La dependencia energética de Libia y el consiguiente cortejo a su dictador tiene su principal exponente en Italia, la antigua potencia colonial, que, no por casualidad, es el país de la UE que más teme ahora la llegada de una avalancha de refugiados libios. Gadafi y Silvio Berlusconi ya mantenían una cordial relación antes de que en 2008 firmaran un sustancioso tratado de asociación y cooperación. En teoría, la rúbrica sirvió para cerrar las viejas heridas de la colonización, pero, en la práctica, significó mucho más: acuerdos militares, cierre de la costa libia a la inmigración ilegal, participación de Trípoli en empresas italianas y, sobre todo, negocios bilaterales por valor de más de 30.000 millones de euros anuales en sectores como los del petróleo, el gas, las infraestructuras, la construcción y el motor.

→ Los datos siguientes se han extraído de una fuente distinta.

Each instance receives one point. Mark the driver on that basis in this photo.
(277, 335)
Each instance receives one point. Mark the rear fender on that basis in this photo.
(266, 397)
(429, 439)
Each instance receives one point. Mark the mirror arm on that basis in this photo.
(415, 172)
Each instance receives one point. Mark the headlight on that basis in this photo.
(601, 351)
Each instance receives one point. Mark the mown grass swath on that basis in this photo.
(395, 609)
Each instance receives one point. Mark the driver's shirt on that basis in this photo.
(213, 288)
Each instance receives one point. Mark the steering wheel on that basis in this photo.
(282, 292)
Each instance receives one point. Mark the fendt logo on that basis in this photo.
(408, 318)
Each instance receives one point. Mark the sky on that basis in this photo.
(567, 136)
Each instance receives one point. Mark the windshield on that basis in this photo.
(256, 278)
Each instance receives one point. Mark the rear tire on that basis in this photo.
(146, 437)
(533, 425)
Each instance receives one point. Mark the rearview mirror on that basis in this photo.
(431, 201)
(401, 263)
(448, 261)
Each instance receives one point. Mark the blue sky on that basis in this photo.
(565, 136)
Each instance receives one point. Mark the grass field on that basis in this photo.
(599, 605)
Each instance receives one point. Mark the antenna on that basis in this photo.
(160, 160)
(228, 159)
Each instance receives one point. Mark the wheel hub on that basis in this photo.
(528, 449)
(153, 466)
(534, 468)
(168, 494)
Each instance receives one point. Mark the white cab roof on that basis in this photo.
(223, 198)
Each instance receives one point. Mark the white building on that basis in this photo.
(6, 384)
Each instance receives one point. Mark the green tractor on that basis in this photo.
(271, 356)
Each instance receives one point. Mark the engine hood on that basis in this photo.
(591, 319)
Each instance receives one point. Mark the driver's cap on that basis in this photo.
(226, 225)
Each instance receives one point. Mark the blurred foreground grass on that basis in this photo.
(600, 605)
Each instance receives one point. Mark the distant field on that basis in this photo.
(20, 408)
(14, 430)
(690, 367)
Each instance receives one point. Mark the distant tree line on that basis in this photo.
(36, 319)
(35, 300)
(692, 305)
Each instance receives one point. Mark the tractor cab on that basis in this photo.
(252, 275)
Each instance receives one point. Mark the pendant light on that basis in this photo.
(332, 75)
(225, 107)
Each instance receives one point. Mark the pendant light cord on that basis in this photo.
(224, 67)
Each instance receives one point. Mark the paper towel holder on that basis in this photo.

Por todo ello, Berlusconi fue elegido esta semana por sus socios de la UE para hacer una llamada a Gadafi y pedirle que cesara su brutal campaña de represión. «Il Cavaliere» telefoneó el martes al coronel y «quedó impresionado por la violencia verbal» de su interlocutor, que le acusó de estar proporcionando armas a los rebeldes. Entonces, el primer ministro italiano, que tantos chistes machistas habrá compartido con el líder libio bajo la jaima, recapacitó y advirtió a sus colaboradores: «Debemos tener cuidado con Gadafi, es un loco».